A textbook professional.
And Iruka recalled the cold way Kakashi had called Naruto, Sasuke, and Sakura his subordinates. He'd cruelly said it might be interesting to crush them.
He'd torn into Iruka in front of a whole collective of shinobi, not to mention the Hokage!; made a joke of the chūnin rank by nominating green genin when Iruka hadn't even made chūnin until he was 16; and gone as far as to point out that he, the great and mighty Kakashi of the Sharingan, had been made chūnin by the age of 6.
Yes, he was definitely making fun of Iruka.
And oh, that pissed Iruka off.
It hurt doubly to think of the way he'd mooned over the Copy-Nin when he was younger, when Kakashi had talked him through teaching Naruto, and when Kakashi had appeared like a dashing rescuer out of some fanciful romance novel in the back hills.
How could he think, he wondered bitterly to himself for the millionth time in years, that someone like the Copy-Nin could ever like or respect a forever-chūnin like Iruka?
"You know, maybe I will," Iruka said defiantly.
Kakashi's eye curved up into another smile. Iruka valiantly resisted the urge to introduce his fist to Kakashi's face (only partly because he knew it would never actually get that far.
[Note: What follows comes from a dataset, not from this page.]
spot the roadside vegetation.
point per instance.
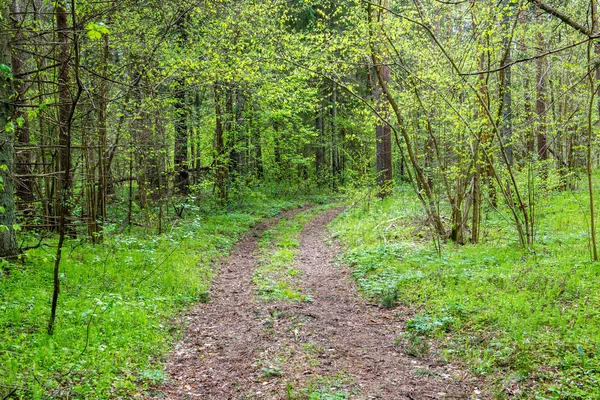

Iruka wasn't a lightweight, but he was painfully aware that he wasn't, and would never be, of the same calibre as Kakashi).
"Have a good evening, Iruka-sensei," Kakashi said cheerfully, already manoeuvring himself around Iruka.
"To you as well," Iruka said, just barely on the friendly side of frostily.
He had been about to go home, but he turned on his heel and began stalking down a different street toward the leatherworker's.
Reluctantly, he parted with several bills to have the splatter sealed so that it wouldn't run if the bag got wet. He also had to part, temporarily, with the bag until the paint and then the sealant dried, so he precariously stacked the contents in his arms and carefully made his way homeward.
It'll be worth it, he told himself fiercely, thinking of Kakashi of the Sharingan.